Triumph’s Tiger 800 has proved a popular model for the Brit brand since its introduction for 2011. With two versions (a road orientated standard version and dual purpose XC) the lusty triple hit a sweet spot for riders looking for a versatile machine that was as at home on the daily commute as it was traipsing two-up across Europe.
An update in 2015 added a plethora of new variants and an electronics package to keep it in touch with competition from the new Honda Africa Twin and BMW’s F850GS, but for 2020 Triumph has gone back to the drawing board with an (almost) completely new bike, with a bigger engine and even more spec – as we discovered at the new model’s launch event in Morocco.

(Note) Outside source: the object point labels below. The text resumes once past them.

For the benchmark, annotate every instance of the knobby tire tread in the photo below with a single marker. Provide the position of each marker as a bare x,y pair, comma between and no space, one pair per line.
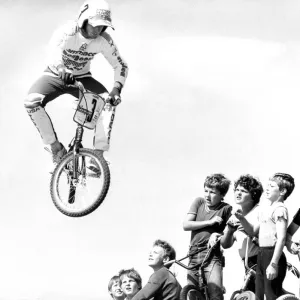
105,186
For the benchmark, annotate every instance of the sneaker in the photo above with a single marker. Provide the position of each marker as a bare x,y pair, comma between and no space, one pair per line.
56,157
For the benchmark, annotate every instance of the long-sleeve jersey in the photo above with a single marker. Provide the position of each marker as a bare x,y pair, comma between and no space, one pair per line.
68,47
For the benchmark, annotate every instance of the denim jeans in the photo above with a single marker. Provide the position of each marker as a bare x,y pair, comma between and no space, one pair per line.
271,288
213,272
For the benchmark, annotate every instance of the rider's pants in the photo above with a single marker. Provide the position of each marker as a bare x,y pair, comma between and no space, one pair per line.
271,288
47,88
213,273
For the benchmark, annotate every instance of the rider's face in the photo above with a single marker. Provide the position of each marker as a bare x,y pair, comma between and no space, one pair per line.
242,195
116,291
129,286
212,196
92,32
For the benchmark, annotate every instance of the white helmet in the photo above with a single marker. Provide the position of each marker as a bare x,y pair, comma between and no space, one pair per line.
96,12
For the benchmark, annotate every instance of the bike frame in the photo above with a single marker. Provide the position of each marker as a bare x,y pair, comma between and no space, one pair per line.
76,144
201,265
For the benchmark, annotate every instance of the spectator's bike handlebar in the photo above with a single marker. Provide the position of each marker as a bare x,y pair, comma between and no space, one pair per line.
190,254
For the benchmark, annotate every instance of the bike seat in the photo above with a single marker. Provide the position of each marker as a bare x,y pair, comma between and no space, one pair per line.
247,295
285,292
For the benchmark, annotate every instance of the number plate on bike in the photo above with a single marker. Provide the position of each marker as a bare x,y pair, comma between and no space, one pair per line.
89,108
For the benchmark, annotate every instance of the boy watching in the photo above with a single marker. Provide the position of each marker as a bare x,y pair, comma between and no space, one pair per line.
162,284
114,288
272,228
131,282
208,215
247,193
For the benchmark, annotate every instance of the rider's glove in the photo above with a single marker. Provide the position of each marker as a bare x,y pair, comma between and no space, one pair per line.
65,76
114,96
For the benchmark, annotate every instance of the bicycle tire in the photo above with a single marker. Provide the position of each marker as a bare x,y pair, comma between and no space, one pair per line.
235,294
64,170
287,297
186,291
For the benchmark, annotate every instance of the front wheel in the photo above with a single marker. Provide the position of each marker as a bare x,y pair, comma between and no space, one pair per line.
191,292
80,183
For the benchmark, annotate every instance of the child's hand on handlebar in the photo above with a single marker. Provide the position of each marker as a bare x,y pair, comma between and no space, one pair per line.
293,248
238,214
114,97
216,220
213,239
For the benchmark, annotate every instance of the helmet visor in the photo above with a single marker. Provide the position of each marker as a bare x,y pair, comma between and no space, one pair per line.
102,18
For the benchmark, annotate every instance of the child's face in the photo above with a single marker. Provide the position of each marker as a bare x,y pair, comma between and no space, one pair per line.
242,196
156,257
212,196
129,286
272,191
116,290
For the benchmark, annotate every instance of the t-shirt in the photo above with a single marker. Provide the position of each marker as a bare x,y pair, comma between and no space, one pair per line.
68,47
241,236
268,216
296,218
162,285
199,208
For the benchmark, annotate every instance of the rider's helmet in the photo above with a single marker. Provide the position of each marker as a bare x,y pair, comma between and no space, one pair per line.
96,13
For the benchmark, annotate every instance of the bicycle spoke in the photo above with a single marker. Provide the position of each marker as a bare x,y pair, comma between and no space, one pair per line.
75,193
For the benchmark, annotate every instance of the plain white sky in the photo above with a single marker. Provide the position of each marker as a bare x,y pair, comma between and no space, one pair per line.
213,86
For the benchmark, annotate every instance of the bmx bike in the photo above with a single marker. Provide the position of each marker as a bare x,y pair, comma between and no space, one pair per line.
80,181
244,294
191,291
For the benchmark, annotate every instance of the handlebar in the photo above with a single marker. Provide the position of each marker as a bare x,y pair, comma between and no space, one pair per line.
178,261
107,99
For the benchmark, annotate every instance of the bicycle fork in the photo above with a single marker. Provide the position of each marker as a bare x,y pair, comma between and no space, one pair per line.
75,173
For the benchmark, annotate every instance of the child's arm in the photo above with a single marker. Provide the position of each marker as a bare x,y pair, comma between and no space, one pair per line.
190,224
281,227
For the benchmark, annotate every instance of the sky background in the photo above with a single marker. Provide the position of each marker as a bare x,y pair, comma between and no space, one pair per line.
213,86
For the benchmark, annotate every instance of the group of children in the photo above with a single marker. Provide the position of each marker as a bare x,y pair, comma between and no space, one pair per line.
212,222
211,219
161,285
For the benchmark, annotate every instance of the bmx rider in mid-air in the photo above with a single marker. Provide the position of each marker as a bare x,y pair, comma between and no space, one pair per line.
72,48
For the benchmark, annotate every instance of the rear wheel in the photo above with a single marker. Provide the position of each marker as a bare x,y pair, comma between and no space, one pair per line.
191,292
80,183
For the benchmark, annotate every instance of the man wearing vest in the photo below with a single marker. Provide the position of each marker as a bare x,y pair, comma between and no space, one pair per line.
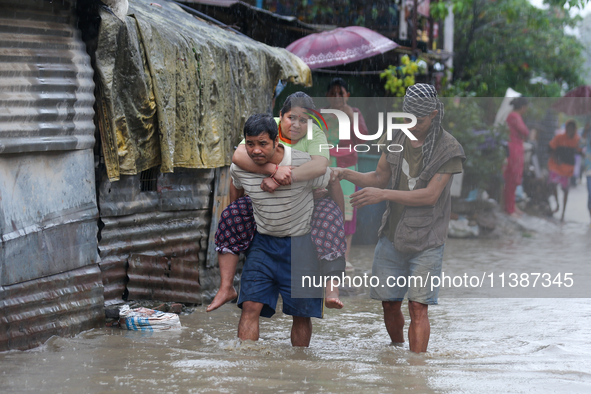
414,226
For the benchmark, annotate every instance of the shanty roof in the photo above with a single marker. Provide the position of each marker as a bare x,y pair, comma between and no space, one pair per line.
175,90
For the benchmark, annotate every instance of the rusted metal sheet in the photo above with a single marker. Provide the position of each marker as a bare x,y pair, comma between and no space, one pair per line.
46,79
171,220
48,214
62,304
181,234
221,200
163,278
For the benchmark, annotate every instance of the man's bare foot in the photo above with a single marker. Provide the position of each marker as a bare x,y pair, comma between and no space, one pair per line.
333,303
331,299
221,297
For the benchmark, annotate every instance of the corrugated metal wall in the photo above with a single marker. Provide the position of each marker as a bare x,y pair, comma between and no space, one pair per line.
171,221
49,281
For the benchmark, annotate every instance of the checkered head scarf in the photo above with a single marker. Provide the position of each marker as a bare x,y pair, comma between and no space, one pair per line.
421,100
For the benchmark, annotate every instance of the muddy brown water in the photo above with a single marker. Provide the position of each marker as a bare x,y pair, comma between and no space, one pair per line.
492,345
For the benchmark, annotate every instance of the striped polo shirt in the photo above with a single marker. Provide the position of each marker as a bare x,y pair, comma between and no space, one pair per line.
286,212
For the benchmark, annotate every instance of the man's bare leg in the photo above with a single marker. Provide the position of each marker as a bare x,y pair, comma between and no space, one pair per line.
226,292
420,328
394,319
301,331
555,194
564,204
331,298
248,327
349,239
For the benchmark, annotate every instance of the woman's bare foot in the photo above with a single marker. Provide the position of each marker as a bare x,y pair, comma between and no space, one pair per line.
221,297
331,299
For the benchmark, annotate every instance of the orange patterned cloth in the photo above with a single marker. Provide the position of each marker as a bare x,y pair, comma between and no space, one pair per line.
562,160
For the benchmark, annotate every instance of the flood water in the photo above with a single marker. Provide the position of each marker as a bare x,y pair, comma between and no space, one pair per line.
489,345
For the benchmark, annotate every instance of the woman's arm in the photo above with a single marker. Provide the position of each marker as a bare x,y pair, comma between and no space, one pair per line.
336,193
516,122
310,170
378,178
242,160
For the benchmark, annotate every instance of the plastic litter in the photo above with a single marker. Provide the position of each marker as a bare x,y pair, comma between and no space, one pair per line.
144,319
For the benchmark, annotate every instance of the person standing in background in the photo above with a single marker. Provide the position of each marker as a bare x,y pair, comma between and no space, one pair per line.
345,156
513,174
587,163
561,165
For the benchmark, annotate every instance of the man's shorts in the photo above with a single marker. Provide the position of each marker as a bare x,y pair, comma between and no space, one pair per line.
267,273
557,179
416,269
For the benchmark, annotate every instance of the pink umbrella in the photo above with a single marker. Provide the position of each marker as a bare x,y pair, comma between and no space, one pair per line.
340,46
575,102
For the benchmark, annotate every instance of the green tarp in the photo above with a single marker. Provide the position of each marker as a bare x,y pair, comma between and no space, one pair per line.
175,91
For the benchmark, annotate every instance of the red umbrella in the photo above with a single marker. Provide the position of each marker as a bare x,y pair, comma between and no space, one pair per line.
575,102
340,46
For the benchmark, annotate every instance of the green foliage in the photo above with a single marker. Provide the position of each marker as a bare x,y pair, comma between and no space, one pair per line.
462,117
401,77
439,9
510,43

A glance at the Tiger 900 GT Pro’s specification confirms that Triumph has made a big effort to create a contender in this most competitive of market segments. Along with its larger and more powerful engine, the GT Pro has electronic rear shock adjustment, Brembo Stylema front brake calipers with cornering ABS, plus a quick-shifter and a long list of other useful features including heated grips and seat.

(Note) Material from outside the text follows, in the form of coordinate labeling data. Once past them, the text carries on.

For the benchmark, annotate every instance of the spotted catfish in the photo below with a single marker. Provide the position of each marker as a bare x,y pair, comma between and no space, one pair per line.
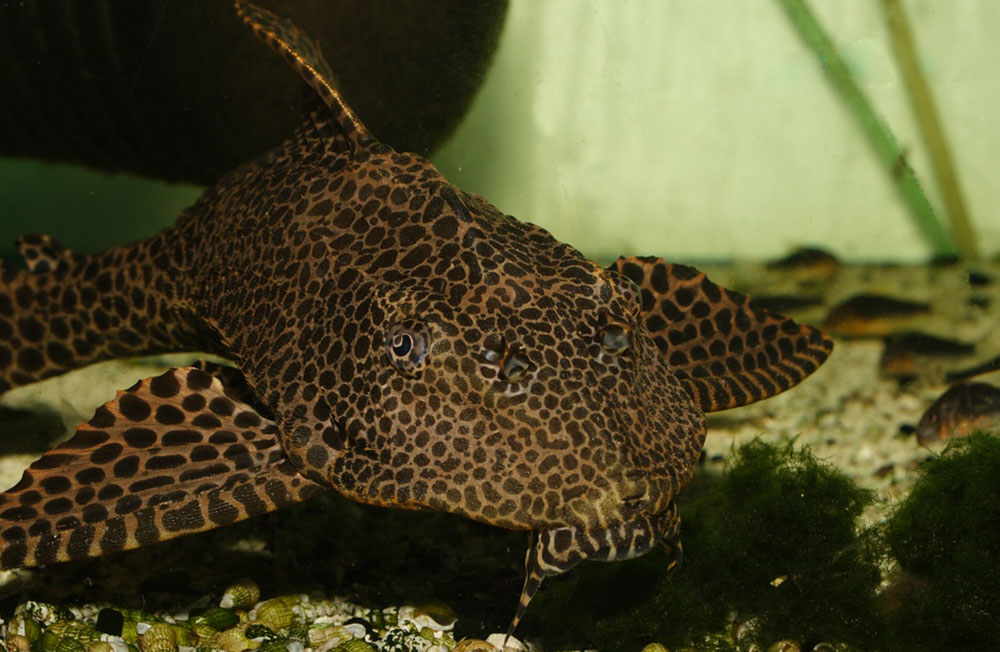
396,339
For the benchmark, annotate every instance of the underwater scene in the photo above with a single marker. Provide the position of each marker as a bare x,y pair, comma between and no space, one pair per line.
499,325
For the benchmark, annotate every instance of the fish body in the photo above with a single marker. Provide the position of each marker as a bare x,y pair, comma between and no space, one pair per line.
963,409
396,339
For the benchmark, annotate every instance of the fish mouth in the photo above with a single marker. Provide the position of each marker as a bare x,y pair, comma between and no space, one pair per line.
556,550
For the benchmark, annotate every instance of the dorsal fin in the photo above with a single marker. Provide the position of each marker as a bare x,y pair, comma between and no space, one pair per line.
724,351
306,58
43,254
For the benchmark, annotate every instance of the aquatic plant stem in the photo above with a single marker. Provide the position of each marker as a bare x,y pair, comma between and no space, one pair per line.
889,153
930,128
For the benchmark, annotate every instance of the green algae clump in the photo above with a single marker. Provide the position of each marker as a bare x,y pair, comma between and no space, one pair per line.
772,550
946,539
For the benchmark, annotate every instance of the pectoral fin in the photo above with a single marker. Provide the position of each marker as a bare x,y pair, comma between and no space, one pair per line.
725,352
307,59
173,455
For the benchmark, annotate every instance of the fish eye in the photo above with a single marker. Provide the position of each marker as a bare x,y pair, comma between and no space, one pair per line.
401,344
614,334
406,345
616,338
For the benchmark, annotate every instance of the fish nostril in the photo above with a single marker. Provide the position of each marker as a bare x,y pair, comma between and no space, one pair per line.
515,366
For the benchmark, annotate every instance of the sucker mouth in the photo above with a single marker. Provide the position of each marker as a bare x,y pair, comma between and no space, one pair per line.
557,550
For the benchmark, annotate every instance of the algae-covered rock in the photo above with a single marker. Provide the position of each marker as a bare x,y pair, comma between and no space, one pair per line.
946,538
774,541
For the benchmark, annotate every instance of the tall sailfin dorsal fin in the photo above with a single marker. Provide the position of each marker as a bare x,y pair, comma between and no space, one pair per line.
306,58
173,455
724,351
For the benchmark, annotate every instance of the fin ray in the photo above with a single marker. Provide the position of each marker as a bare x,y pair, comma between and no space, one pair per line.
173,455
307,59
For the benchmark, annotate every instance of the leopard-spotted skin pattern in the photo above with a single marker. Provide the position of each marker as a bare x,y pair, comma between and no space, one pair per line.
725,351
399,340
175,453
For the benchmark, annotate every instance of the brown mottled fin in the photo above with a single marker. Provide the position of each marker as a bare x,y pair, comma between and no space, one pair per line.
43,254
173,455
306,58
725,351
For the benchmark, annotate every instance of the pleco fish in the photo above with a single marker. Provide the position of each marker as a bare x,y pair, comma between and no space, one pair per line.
960,411
397,339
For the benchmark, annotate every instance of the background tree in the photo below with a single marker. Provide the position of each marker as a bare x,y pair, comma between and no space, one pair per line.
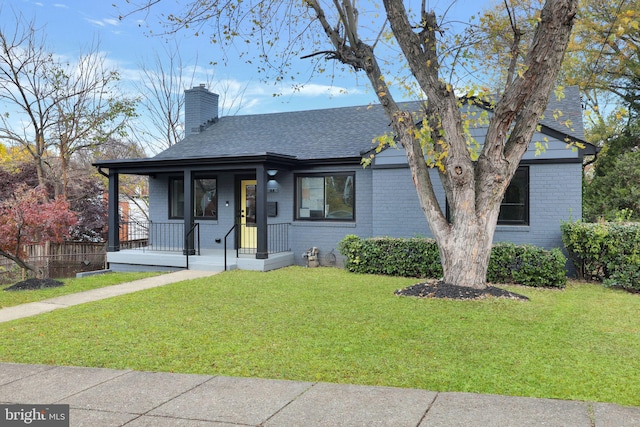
88,108
474,182
26,218
49,105
163,82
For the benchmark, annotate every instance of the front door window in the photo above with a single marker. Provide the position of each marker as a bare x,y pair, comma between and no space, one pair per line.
248,232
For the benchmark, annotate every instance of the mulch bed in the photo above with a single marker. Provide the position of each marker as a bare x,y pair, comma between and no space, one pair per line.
32,284
439,289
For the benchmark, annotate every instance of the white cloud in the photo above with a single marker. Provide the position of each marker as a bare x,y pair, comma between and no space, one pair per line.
102,23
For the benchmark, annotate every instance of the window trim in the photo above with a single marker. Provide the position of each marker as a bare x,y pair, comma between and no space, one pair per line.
171,196
525,221
324,175
526,204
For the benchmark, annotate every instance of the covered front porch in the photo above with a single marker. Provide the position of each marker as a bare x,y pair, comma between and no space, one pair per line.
208,214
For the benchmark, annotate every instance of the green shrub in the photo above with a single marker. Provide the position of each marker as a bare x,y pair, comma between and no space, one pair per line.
606,252
527,265
420,257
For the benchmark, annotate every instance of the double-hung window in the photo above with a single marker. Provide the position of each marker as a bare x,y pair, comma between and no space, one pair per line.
329,196
514,209
205,198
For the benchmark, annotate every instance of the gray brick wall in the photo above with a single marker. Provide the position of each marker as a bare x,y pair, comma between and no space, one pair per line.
200,106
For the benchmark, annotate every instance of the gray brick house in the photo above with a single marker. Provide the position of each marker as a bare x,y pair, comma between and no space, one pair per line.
257,191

Yet arguably the Tiger’s most significant innovation is one that doesn’t show up on paper: the redesigned crankshaft that makes this Triumph’s first ever triple with an irregular firing order – and a subtly different character and sound as a result.
The GT Pro is the top road-oriented model of the five-strong Tiger 900 family. There’s also a less lavishly equipped GT plus more off-road focused Rally and Rally Pro models, in addition to the basic 900. All are powered by the new 888cc engine (up from the Tiger 800’s 799cc), which adds roughly ten per cent torque through most of the range while keeping the maximum power output of 94bhp almost unchanged.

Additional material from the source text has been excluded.